Similar to neighbouring Golmud, Da Qaidam has a cool arid climate (Köppen BWk), with long, cold winters, and warm summers, although due to its location further north and elevation more than 350 m higher, Da Qaidam is substantially cooler. The monthly 24-hour average temperature drops to -12.2 °C in January and rises to 16.6 °C in July, while the annual mean is 2.9 °C. Precipitation is very low, totaling only 98 mm per annum, falling on 35 days, most of which are during the summer. With monthly percent possible sunshine ranging from 65% in July to 82% in October, the area receives 3,257 hours of bright sunshine annually.

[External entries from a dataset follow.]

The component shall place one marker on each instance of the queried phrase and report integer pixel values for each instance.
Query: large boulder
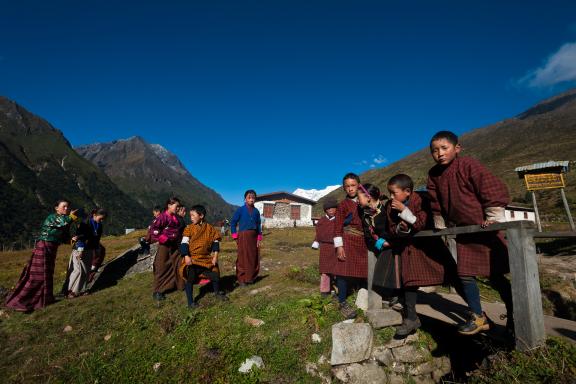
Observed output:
(351, 343)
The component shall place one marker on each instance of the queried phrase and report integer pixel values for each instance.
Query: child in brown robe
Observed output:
(325, 241)
(464, 192)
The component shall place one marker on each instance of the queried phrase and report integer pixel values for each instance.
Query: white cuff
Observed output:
(407, 216)
(338, 242)
(439, 222)
(495, 214)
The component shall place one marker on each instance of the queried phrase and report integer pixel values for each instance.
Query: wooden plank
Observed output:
(526, 296)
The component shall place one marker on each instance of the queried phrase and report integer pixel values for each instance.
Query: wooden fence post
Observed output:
(526, 296)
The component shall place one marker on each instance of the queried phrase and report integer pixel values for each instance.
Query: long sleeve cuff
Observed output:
(338, 242)
(439, 222)
(496, 214)
(407, 216)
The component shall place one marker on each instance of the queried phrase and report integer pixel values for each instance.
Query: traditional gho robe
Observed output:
(464, 193)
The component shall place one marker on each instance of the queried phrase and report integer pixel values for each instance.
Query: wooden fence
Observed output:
(526, 296)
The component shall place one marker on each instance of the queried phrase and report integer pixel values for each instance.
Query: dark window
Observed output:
(295, 212)
(268, 210)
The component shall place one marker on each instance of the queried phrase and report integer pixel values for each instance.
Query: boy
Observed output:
(248, 236)
(464, 192)
(325, 241)
(199, 250)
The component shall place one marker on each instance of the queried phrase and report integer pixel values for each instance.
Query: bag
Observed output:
(387, 273)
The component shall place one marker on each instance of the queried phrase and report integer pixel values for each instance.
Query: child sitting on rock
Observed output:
(199, 250)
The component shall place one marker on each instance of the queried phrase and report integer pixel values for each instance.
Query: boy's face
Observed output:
(351, 187)
(330, 211)
(443, 151)
(250, 199)
(399, 194)
(363, 199)
(195, 217)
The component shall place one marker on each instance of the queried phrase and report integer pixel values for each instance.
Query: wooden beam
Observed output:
(526, 295)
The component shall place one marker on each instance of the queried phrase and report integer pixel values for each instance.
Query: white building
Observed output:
(283, 209)
(514, 213)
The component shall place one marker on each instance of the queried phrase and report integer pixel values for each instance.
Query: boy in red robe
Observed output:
(464, 192)
(325, 241)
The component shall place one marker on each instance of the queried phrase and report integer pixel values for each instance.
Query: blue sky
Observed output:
(276, 95)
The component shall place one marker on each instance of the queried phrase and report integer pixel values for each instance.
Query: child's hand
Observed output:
(397, 205)
(340, 254)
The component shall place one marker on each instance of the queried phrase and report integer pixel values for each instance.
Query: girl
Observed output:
(248, 236)
(86, 248)
(166, 229)
(351, 251)
(34, 289)
(422, 260)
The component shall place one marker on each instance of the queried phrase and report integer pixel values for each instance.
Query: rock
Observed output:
(260, 290)
(395, 343)
(410, 353)
(249, 363)
(351, 343)
(423, 369)
(253, 322)
(363, 303)
(368, 373)
(383, 355)
(381, 318)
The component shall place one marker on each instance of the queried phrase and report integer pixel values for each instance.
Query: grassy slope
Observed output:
(209, 344)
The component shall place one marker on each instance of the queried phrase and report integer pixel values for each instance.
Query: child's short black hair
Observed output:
(447, 135)
(199, 209)
(250, 191)
(352, 176)
(402, 181)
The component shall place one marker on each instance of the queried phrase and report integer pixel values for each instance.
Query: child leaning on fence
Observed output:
(464, 192)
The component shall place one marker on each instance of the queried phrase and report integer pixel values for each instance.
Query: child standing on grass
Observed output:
(247, 232)
(422, 261)
(199, 250)
(351, 251)
(34, 290)
(325, 241)
(464, 192)
(166, 230)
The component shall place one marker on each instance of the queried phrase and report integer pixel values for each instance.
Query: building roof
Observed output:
(549, 164)
(282, 195)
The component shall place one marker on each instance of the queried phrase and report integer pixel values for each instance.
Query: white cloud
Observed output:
(379, 159)
(560, 67)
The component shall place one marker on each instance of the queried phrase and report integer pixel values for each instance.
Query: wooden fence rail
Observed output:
(526, 296)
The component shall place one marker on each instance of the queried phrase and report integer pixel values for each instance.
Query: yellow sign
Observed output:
(543, 181)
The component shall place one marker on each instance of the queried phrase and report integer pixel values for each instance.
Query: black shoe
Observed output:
(221, 296)
(347, 311)
(158, 296)
(477, 323)
(408, 326)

Climate data for Da Qaidam, elevation 3,173 m (10,410 ft), (1991–2020 normals)
| Month | Jan | Feb | Mar | Apr | May | Jun | Jul | Aug | Sep | Oct | Nov | Dec | Year |
| Mean daily maximum °C (°F) | −3.2 (26.2) | 0.8 (33.4) | 5.6 (42.1) | 11.7 (53.1) | 16.2 (61.2) | 20.2 (68.4) | 22.9 (73.2) | 22.4 (72.3) | 17.5 (63.5) | 10.3 (50.5) | 3.5 (38.3) | −1.8 (28.8) | 10.5 (50.9) |
| Daily mean °C (°F) | −12.2 (10.0) | −7.6 (18.3) | −2.2 (28.0) | 4.1 (39.4) | 9.5 (49.1) | 13.9 (57.0) | 16.6 (61.9) | 15.7 (60.3) | 10.4 (50.7) | 2.3 (36.1) | −5.0 (23.0) | −10.7 (12.7) | 2.9 (37.2) |
| Mean daily minimum °C (°F) | −19.8 (−3.6) | −15.3 (4.5) | −9.7 (14.5) | −3.6 (25.5) | 2.0 (35.6) | 7.3 (45.1) | 10.3 (50.5) | 9.2 (48.6) | 3.7 (38.7) | −5.0 (23.0) | −12.1 (10.2) | −17.8 (0.0) | −4.2 (24.4) |
| Average precipitation mm (inches) | 2.6 (0.10) | 1.8 (0.07) | 3.5 (0.14) | 2.5 (0.10) | 10.3 (0.41) | 23.8 (0.94) | 27.5 (1.08) | 14.2 (0.56) | 8.1 (0.32) | 1.8 (0.07) | 1.4 (0.06) | 1.3 (0.05) | 98.8 (3.9) |
| Average snowy days | 3.5 | 2.6 | 2.8 | 2.1 | 2.0 | 0.2 | 0.2 | 0.1 | 0.2 | 1.5 | 1.8 | 2.7 | 19.7 |
| Average relative humidity (%) | 43 | 34 | 29 | 27 | 31 | 38 | 41 | 38 | 36 | 32 | 36 | 41 | 36 |
| Mean monthly sunshine hours | 231.8 | 227.1 | 271.3 | 293.1 | 309.7 | 285.2 | 283.0 | 283.7 | 265.5 | 280.1 | 242.0 | 228.5 | 3,201 |
| Percentage possible sunshine | 75 | 74 | 72 | 74 | 70 | 65 | 64 | 68 | 72 | 82 | 81 | 77 | 73 |
Source: China Meteorological Administration

==Economy==
As elsewhere in the Qaidam Basin, mining industries are of major importance in Da Qaidam. There is a lead mine in Xitieshan, the Xitieshan Lead Mine (锡铁山铅矿), as well as a number of salt lakes where potash and related products are extracted.

==Transportation==
China National Highway 215 and China National Highway 315 pass through Da Qaidam and meet here. Yinmaxia railway station and Xitieshan railway station on the Qinghai–Tibet Railway are both located within Da Qaidam.